Inbound


“Lakon RAT-01, You are cleared to land, pad #6.”


I’m rubbing my eye and lining the M/V Longshot up on the pad, when I think “It is definitely time for another Insty-Bruu…” Push back, stagger down the hall to the capacious galley (I still call it the ‘capacious galley’ because that’s what that long-ago Lakon sales brochure said that little closet-like space was) and my hands are making another bulb of Insty-Bruu without even being aware of what I am doing —
“RAT-01 YOU ARE ON APPROACH! PULL UP PULL UP PULL UP!” The dispatcher’s voice has lost their professional cool. Whups. I’ve been out in the dark so long I have completely forgotten that one does not walk off for coffee during a landing. I vault back into the chair so fast that the Insty-Bruu bulb hasn’t even hit the floor yet.
Longshot is going into the pad backwards; no problem I push the nose straight down, rotate the axis as hard as I can, pull the nose back up and push the back down with thrusters…
“LANDING GEAR!!!!!” yells the dispatcher.
I hit the switch and ker-clunk –BANG-, well, the gear was down in time, that’s all I can say without my lawyer present. From the back of the cabin comes a new noise I haven’t heard – tap-tap-tap … Oh, right, the Insty-Bruu is spreading across the floor. I’m in gravity again.

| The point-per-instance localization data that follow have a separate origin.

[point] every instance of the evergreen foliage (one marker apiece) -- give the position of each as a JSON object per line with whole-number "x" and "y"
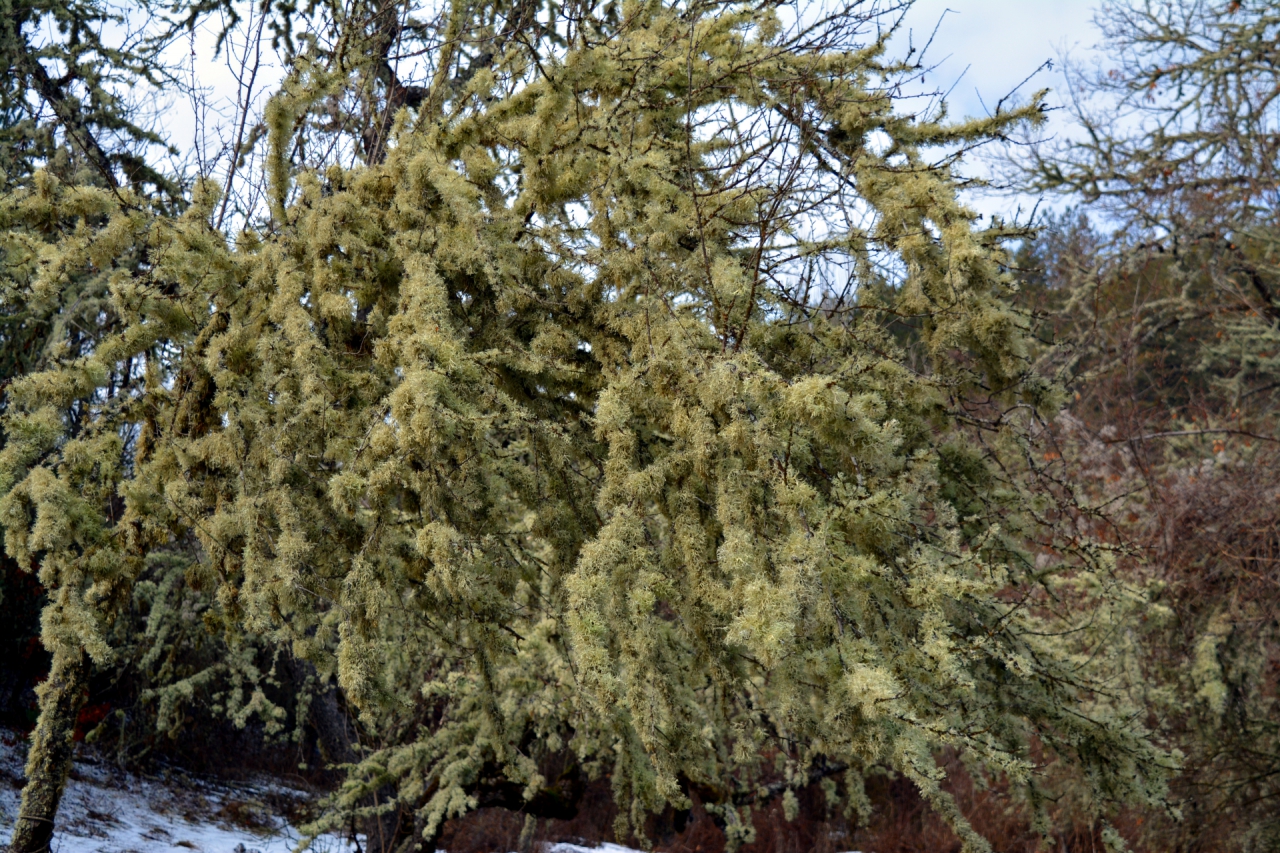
{"x": 648, "y": 406}
{"x": 1170, "y": 331}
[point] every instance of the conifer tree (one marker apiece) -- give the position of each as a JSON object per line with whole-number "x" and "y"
{"x": 1173, "y": 327}
{"x": 649, "y": 405}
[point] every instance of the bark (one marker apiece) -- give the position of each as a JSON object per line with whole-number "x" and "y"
{"x": 51, "y": 749}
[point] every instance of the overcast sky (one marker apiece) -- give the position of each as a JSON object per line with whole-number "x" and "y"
{"x": 986, "y": 48}
{"x": 983, "y": 49}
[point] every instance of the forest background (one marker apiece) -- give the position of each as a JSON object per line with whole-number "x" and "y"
{"x": 528, "y": 422}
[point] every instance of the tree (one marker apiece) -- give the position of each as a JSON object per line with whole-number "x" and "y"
{"x": 648, "y": 406}
{"x": 1170, "y": 328}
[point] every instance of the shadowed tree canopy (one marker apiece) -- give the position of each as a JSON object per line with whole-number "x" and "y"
{"x": 649, "y": 406}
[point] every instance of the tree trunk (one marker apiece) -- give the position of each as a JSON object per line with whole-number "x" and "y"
{"x": 51, "y": 748}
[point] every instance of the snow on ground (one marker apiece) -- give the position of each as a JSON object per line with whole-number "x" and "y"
{"x": 108, "y": 811}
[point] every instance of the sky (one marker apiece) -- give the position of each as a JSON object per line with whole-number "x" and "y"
{"x": 986, "y": 48}
{"x": 983, "y": 50}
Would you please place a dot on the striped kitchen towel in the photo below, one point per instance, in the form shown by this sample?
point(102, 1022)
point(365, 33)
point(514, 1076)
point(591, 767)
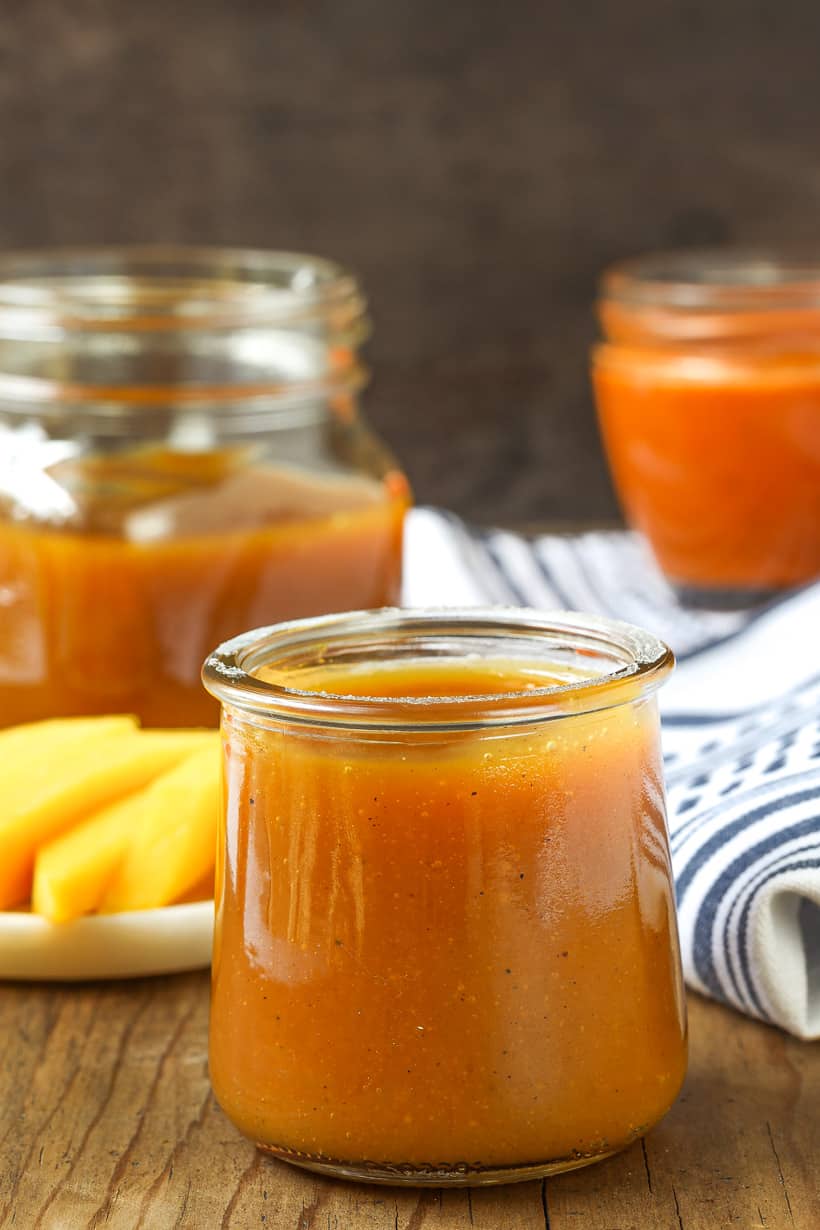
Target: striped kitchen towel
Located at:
point(741, 744)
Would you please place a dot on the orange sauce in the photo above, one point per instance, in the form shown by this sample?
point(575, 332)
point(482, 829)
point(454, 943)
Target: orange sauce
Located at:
point(166, 555)
point(719, 466)
point(441, 948)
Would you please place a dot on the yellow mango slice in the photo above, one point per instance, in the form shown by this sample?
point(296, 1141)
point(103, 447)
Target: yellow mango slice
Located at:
point(43, 792)
point(41, 741)
point(173, 846)
point(73, 871)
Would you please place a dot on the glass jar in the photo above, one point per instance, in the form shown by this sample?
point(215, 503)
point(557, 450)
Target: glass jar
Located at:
point(708, 397)
point(445, 945)
point(181, 458)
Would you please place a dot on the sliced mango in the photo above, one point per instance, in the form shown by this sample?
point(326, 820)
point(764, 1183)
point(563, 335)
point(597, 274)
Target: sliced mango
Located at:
point(73, 871)
point(173, 846)
point(49, 785)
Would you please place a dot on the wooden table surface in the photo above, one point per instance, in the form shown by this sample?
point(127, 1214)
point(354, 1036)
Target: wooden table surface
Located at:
point(107, 1119)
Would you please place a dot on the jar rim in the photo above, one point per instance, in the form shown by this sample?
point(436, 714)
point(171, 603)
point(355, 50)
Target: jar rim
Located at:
point(229, 672)
point(155, 288)
point(717, 279)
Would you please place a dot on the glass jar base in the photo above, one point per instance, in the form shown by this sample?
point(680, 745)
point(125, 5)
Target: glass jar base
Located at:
point(430, 1175)
point(724, 598)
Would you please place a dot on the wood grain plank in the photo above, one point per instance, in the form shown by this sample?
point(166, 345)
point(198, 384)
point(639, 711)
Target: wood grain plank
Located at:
point(107, 1121)
point(740, 1148)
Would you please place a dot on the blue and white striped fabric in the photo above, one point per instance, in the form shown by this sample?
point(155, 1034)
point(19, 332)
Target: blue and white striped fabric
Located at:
point(741, 744)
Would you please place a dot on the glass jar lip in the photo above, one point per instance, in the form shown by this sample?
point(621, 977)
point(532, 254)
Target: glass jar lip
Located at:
point(167, 288)
point(646, 661)
point(716, 279)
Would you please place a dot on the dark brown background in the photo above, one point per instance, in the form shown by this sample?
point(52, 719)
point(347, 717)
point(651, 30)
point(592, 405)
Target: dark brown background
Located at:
point(477, 161)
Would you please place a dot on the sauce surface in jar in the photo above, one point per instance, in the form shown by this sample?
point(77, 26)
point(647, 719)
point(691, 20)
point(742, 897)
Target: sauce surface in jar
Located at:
point(445, 952)
point(708, 397)
point(167, 554)
point(182, 456)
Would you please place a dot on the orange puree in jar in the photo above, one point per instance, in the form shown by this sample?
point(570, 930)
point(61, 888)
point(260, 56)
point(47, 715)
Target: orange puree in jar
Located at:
point(444, 955)
point(708, 397)
point(165, 554)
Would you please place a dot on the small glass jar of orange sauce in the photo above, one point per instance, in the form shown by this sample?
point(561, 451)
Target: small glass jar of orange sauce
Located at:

I take a few minutes, OK, half an hour, to clean up the Insty-Bruu and pull a comb through my hair. I’d change my flight-suit except I don’t have a spare anyway. Agenda:
1) Hotel
2) Shower
3) Pizza and red wine
The gangway is open and I start down it; I’m halfway before I notice a contingent of people at the bottom. Uh-oh. Did I remember to sell those battle-rifles I found? My lawyer is not going to come all the way out here to bail me out; I am so screwed.

As I approach the group, the lady in the middle bows deeply, “Sir!,” she says, her hair swinging in the heavy gravity, “We never expected a visit from our namesake… We welcome and salute you.” She hands me a rose, probably worth a small fortune. I’m looking around, dumbfounded, and thinking that the gangway’s air filters need to be changed, because something is making my eye sting and water.

I manage to stumble out a, “Well, it’s great to be here. Please don’t get too close, I probably smell like roquefort cheese made of gym socks.”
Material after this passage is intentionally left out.